El precio oficial del dinero en Estados Unidos queda así fijado aen el 1%, un mínimo histórico en el que ya estuvo entre junio de 2003 y 2004. Se trata del noveno recorte en poco más de un año -el anterior, de la misma cuantía, fue decretado el 8 de octubre en una acción coordinada con los principales bancos centrales del mundo- y no ha sido más drástico porque las autoridades financieras temen quedarse sin margen para seguir reaccionando a los reveses económicos que aún están por venir, según advierten una y otra vez los analistas internacionales.
«El ritmo de la actividad parece haber disminuido destacadamente, debido de forma importante al declive de la inversión», señaló el Comité de Mercado Abierto en su informe para justificar la importante rebaja. Ahí no quedó la cosa. Según alertó el organismo regulador estadounidense, «el gasto de los negocios en equipos y la producción industrial se han debilitado en los meses recientes, y la actividad en muchas economías extranjeras está oscureciendo las perspectivas para las exportaciones estadounidenses».

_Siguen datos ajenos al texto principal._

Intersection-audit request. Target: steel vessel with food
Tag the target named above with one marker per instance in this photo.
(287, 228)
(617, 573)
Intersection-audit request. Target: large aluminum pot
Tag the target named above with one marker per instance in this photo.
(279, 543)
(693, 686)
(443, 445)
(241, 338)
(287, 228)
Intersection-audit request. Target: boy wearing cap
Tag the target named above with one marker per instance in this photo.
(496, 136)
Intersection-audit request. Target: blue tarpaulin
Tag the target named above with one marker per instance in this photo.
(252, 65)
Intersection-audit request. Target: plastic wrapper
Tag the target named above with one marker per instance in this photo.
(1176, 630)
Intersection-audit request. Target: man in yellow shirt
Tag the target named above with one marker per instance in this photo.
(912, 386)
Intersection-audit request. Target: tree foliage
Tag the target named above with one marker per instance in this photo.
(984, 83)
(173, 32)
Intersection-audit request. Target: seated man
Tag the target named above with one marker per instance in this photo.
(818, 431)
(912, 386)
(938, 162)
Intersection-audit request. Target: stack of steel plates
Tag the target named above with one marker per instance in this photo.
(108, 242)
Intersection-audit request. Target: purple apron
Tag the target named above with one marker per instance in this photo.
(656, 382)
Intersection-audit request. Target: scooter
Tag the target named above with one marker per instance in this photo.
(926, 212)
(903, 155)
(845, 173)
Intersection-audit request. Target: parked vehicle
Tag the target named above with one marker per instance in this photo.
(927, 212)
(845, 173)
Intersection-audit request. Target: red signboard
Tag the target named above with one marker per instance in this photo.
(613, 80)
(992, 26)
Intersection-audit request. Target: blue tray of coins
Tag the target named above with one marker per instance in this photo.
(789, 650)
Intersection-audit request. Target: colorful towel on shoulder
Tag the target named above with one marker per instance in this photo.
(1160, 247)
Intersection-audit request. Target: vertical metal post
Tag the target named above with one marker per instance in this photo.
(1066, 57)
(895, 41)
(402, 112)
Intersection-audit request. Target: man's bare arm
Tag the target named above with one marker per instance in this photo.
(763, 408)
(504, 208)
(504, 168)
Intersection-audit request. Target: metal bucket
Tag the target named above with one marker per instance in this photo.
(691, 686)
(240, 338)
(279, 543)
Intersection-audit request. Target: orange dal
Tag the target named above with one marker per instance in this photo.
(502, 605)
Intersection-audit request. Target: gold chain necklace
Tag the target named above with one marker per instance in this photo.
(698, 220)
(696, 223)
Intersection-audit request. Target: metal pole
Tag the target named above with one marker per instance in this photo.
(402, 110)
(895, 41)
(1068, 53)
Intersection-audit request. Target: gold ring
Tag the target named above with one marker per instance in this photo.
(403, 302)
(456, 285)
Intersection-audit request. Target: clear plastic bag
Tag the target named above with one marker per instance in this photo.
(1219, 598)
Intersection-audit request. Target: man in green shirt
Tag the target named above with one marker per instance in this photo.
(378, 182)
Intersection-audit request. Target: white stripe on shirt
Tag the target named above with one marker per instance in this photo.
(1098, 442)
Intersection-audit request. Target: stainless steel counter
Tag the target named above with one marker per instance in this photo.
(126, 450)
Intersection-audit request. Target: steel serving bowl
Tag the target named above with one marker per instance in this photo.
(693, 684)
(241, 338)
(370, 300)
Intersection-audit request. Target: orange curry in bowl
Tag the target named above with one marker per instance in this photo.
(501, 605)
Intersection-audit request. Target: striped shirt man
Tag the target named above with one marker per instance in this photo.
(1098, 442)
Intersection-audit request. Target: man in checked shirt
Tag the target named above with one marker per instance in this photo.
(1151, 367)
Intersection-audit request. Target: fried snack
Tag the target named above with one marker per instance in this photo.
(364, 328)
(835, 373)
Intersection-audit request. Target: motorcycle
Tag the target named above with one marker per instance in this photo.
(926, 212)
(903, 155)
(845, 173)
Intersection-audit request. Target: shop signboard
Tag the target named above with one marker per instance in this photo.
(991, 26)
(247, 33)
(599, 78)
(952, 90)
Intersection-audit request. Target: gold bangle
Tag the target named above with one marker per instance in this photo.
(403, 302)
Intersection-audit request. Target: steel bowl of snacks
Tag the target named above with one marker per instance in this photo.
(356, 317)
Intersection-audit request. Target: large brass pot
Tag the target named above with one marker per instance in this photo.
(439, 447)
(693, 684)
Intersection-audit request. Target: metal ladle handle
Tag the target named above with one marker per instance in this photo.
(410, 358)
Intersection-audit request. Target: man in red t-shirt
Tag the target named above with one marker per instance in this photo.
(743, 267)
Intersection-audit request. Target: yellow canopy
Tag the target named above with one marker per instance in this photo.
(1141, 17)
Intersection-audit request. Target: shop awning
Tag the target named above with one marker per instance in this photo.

Es sólo el principio de un análisis sobrio que todavía evita la palabra recesión. Hoy se hará público el primer informe oficial del Producto Interior Bruto (PIB) correspondiente al tercer trimestre, que previsiblemente revelará una ralentización del crecimiento. Los analistas estiman que se contrajo alrededor del 0,5%, el peor dato desde 2001, que dejaría al país al borde de la depresión económica. Su
La Reserva Federal confía en que las recientes medidas políticas, «incluyendo la reducción de tipos de interés» aprobada ayer, «contntribuyan a lo largo del tiempo a mejorar las condiciones crediticias y promuevan el retorno al crecimiento moderado».
Nuevas bajadas
El análisis de la institución deja, de este modo, la puerta abierta a nuevas bajadas de los tipos al advertir de que «actuará en la medida que sea necesaria para promover el crecimiento económico sostenible y la estabilidad de precios». Pero, sobre todo, porque espera una inflación moderada en los próximos meses debido a la bajada de los precios energéticos y las perspectivas de una actividad económica débil, lo que le deja margen -aunque escaso- para seguir manejando esta herramienta económica. El tiempo corre a favor de otra decisión similar a la de ayer a corto plazo.